The ADA lays out the minimum level of protection that all states must abide by. Some more progressive states have laws in place to provide added protections to people with emotional disabilities. Other states have not taken any steps, either consciously or unconsciously, to address the needs of emotionally challenged people in their ranks. This doesn’t mean that you live in a state with less regulations you aren’t protected – it just means that the degree to which you are can vary. Florida is a good example of a state the following the letter of the law without going out of its way to provide much support on the ground.
Two recent developments in Florida Emotional Support Animal Laws have made things a bit more challenging for a handler of an emotional support animal. The first has to do with homeowners associations and condominium associations – of which Florida has quite a few. Several stories have come out recently about HOA’s and CA’s making it very difficult for people with emotional support animals to exercise their right to care.

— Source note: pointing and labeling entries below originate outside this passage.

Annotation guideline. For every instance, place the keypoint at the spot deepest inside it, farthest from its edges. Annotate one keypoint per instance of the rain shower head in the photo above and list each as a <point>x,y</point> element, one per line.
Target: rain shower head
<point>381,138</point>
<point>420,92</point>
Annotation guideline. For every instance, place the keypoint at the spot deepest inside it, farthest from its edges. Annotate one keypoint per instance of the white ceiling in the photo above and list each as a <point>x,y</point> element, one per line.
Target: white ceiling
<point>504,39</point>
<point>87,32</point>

While the associations are not technically breaking the law, many have found ways to make it especially difficult for ESA handlers to have their case heard.

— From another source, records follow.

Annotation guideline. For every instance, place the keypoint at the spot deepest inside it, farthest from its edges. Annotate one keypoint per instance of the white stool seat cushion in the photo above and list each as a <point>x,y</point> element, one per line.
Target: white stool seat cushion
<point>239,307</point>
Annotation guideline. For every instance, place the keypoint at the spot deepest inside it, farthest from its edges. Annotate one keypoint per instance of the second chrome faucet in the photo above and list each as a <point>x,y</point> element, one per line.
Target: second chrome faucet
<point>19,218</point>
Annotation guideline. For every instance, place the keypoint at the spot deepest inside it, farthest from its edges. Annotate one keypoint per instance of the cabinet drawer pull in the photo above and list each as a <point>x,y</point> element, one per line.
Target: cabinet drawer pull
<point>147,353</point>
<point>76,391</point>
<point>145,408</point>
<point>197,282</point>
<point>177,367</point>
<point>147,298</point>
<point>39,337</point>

At the same time, the state legislature has slapped an added fine on anyone who lies about the status of their emotional support animal or service dog. While we strongly condemn anyone lying about the status of their pet for special treatment, there is a fear that people will question ANYONE who cannot provide immediate proof of their animal’s status. This can lead to discrimination and potentially unfair treatment of legitimately disabled people. The last thing we want is for a stigma to be attached to ESA’s in general.
It should be noted that the legislature did at the same time include an added fine on entities that knowingly discriminate against ESA or service animals, so there is hope that protections will be kept in place.
Florida is not alone in the level of support it provides to patients and emotional support animals. While a lot of progress has been made in recognizing the value of ESA’s, there is still a ways to go in bringing all state laws up to speed. The best way to do that is to continue to educate people on a local level about the real consequences of emotional disabilities and the real value of emotional support animals. We encourage all of our clients to educate themselves as much as possible so that they can in turn act as advocates for emotional disability themselves.